Celah kecil seperti ini dimanfaatkan secara agresif oleh sindikat yang makin adaptif dan gesit. Pemblokiran ribuan situs oleh Komdigi belum mampu membendung laju mereka. Penindakan harus meluas ke sisi penegakan hukum terhadap operator, aliran dana, dan server di luar negeri. Dari sisi regulasi, Indonesia sebenarnya sudah memiliki Undang-Undang Pelindungan Data Pribadi (UU PDP) yang disahkan tahun 2022. Namun implementasinya belum sepenuhnya berjalan. Salah satu kelemahannya adalah belum terbentuknya lembaga pengawas data pribadi yang independen, yang seharusnya menjadi ujung tombak pengawasan dan penindakan.
Meski insiden ini tidak berdampak langsung pada data, kelalaian pengelolaan domain tetap menjadi bagian dari tanggung jawab pengendali data dalam arti luas. Yang juga penting untuk disadari: ini bukan sekadar kesalahan satu institusi. Ini adalah cermin dari kelemahan kolektif dalam menjaga aset digital negara.

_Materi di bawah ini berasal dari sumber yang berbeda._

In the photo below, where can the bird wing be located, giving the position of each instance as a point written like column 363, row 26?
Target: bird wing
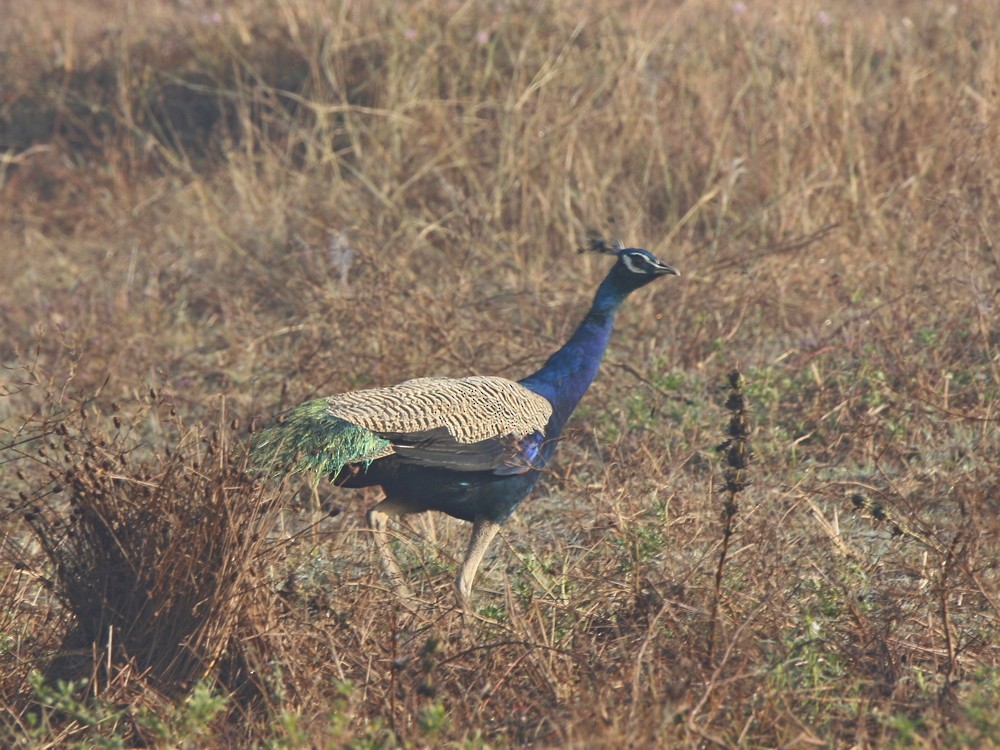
column 464, row 424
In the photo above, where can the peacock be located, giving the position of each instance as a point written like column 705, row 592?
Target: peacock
column 471, row 447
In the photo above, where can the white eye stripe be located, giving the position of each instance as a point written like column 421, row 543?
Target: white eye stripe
column 635, row 263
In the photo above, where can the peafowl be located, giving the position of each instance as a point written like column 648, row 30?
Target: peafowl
column 469, row 447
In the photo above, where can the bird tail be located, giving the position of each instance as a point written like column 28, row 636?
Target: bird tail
column 310, row 439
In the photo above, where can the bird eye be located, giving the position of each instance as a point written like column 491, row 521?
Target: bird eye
column 636, row 263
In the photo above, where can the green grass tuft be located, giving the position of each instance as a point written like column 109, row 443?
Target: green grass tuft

Baik Kemenkes, Telkom, Komdigi, maupun pemangku kepentingan lain harus duduk bersama untuk mengevaluasi sistem yang ada.
Lebih jauh dari itu, kita membutuhkan protokol nasional yang mengatur siklus hidup domain digital negara, mulai dari pendaftaran, pemanfaatan, pemindahan, hingga penonaktifan yang aman dan tuntas. Tentu, masyarakat juga tak bisa pasif. Literasi digital harus menjadi agenda bersama. Warga perlu mengetahui situs resmi pemerintah, cara mengenali penipuan digital, dan pentingnya menjaga kerahasiaan data pribadi. Keamanan siber tidak bisa hanya bergantung pada sistem; ia membutuhkan kesadaran kolektif dan kewaspadaan individu.
Peristiwa ini adalah alarm keras. Bahwa dunia digital bukan ruang aman tanpa pengawasan. Ia penuh celah, dan celah itu akan selalu dicari dan dimanfaatkan. Maka dari itu, perlu komitmen kuat untuk mengelola, melindungi, dan menghormati jejak digital kita—terutama yang menyangkut kepentingan publik. Insiden ini juga mengingatkan kita pada temuan dalam artikel "Menelusuri Jejak Insiden Kebocoran Data Kesehatan", yang menyoroti pentingnya pelindungan berkelanjutan terhadap data dan sistem digital sektor kesehatan.
Jangan sampai situs yang dulu menjadi simbol “peduli dan melindungi” justru berbalik menjadi ruang yang mencederai rasa aman kita di ruang digital.